10. An increase in the rate of interest means higher EMIs. The borrower might re-adjust or increase the loan tenure to bring down the EMI. But in the long run, they end up paying more.

11. A borrower not only pays interest on a Home Loan, but also additional charges such as administrative charges, service charges or processing fees.


7. Can a borrower shift to other lenders offering a lower rate?


Yes, a borrower can transfer a home loan to another lender offering a lower floating rate. But it is wise to do so if:

  • The new bank offers 0.5-0.75% lesser interest.
  • The remaining tenure is not less than 7 to 8 years.

Some banks charge existing customers a high rate of interest and new customers are charged lower interest. Therefore, do your research well and avail the best deal.


8. What forces banks to increase EMIs on existing home loans?


Rising market rates force banks to increase EMIs on existing home loans.

EMI has to components - interest and principal. In the initial years, a major part of the EMI amount goes in paying interest. As the years pass, the trend reverses and the principal component increases.

If interest rates rise, banks have to increase the tenure. If this trend of rising interest rate continues, the EMI fails to cover the entire loan amount. Therefore, banks are forced to increase the EMI on existing home loans.


9. What are the options to reduce EMIs?


In a borrower finds it difficult to cope with the increase in EMIs, they can request the bank to increase the loan tenure while keeping EMIs constant. Banks do not increase the tenure beyond the retirement age (60 years for salaried people and 65 years for self-employed). Nonetheless, it is advisable not to increase the loan tenure as it will increase the interest payouts.

Also, if the borrower has extra money, he/she can pre-pay a part of the loan to keep the EMIs same. This is an excellent option as the borrower will not be charged for prepaying the loan.


10. When is the right time to buy a home?


The right time to buy a home is when the prices of houses are low. When prices are low, the sellers are more than buyers. This makes the market a buyer's market. Also, buyers demand additional concessions and discounts to buy a home at lower prices.


SEE ALSO: Everything About 'No Cost EMI'


11. Joint Home Loan:


When a Home Loan is taken by more than one person, it is called a joint Home Loan.

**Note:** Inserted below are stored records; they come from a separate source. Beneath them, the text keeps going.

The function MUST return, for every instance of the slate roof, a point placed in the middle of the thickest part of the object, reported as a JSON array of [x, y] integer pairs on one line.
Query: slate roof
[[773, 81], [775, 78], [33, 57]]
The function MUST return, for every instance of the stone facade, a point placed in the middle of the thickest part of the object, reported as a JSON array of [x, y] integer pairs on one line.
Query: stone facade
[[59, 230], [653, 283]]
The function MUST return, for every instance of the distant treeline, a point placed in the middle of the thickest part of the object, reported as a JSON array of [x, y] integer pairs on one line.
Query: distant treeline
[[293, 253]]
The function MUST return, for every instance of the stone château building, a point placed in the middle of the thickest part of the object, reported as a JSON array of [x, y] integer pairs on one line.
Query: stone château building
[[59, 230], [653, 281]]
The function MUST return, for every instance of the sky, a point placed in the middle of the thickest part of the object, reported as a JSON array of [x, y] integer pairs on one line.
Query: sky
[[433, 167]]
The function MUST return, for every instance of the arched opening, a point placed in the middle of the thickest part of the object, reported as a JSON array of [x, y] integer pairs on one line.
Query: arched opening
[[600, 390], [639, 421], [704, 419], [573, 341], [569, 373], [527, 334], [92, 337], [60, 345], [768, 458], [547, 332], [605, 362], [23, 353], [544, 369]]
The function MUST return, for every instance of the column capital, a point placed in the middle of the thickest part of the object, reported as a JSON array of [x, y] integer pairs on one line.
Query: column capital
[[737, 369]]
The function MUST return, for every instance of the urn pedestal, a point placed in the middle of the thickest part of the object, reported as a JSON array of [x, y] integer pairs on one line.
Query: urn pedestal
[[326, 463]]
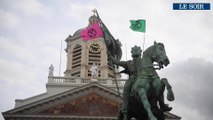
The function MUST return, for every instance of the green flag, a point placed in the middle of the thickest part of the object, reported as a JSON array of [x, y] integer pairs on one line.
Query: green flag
[[138, 25]]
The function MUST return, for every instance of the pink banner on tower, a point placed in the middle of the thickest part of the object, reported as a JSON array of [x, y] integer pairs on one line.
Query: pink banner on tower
[[91, 32]]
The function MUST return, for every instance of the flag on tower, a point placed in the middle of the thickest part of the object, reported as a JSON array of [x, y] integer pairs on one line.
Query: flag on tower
[[92, 32], [138, 25]]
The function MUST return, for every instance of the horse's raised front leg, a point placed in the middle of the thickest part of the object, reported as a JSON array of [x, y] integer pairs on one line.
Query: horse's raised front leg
[[170, 94], [147, 107]]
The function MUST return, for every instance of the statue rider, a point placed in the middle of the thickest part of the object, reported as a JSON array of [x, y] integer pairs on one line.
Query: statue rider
[[130, 68]]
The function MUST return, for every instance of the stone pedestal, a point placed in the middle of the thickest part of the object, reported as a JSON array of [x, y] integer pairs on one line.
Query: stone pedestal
[[93, 80]]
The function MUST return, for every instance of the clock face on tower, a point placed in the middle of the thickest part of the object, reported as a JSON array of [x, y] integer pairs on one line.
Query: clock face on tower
[[94, 48]]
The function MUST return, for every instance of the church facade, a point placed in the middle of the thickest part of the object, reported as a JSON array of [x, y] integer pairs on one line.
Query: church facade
[[80, 94]]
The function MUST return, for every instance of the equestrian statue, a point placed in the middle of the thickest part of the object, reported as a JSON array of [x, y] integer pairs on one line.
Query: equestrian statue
[[143, 96]]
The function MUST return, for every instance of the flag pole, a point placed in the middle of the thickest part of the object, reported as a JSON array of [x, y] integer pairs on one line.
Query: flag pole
[[60, 60], [143, 43]]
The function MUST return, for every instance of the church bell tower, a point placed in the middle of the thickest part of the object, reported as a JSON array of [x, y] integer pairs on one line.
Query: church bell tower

The responsibility of repayment lies with all the co-applicants in equal proportions.


  • Co-owners are joint owners of a property.
  • Co-applicant is a person who applies for Home Loan along with the applicant.
  • Lenders insist that all co-owners be co-applicants.
  • All co-applicants need not be co-owners of a property.
  • A co-applicant who is not an owner of property shares no legal rights over it and doesn’t enjoy tax benefits.


12. Benefits of a Joint Home Loan:


  1. Having earning co-applicants like spouse or parents increases the loan eligibility amount.
  2. Co-applicants who are co-owners can claim tax benefits in proportion to their share of contribution towards the loan repayment.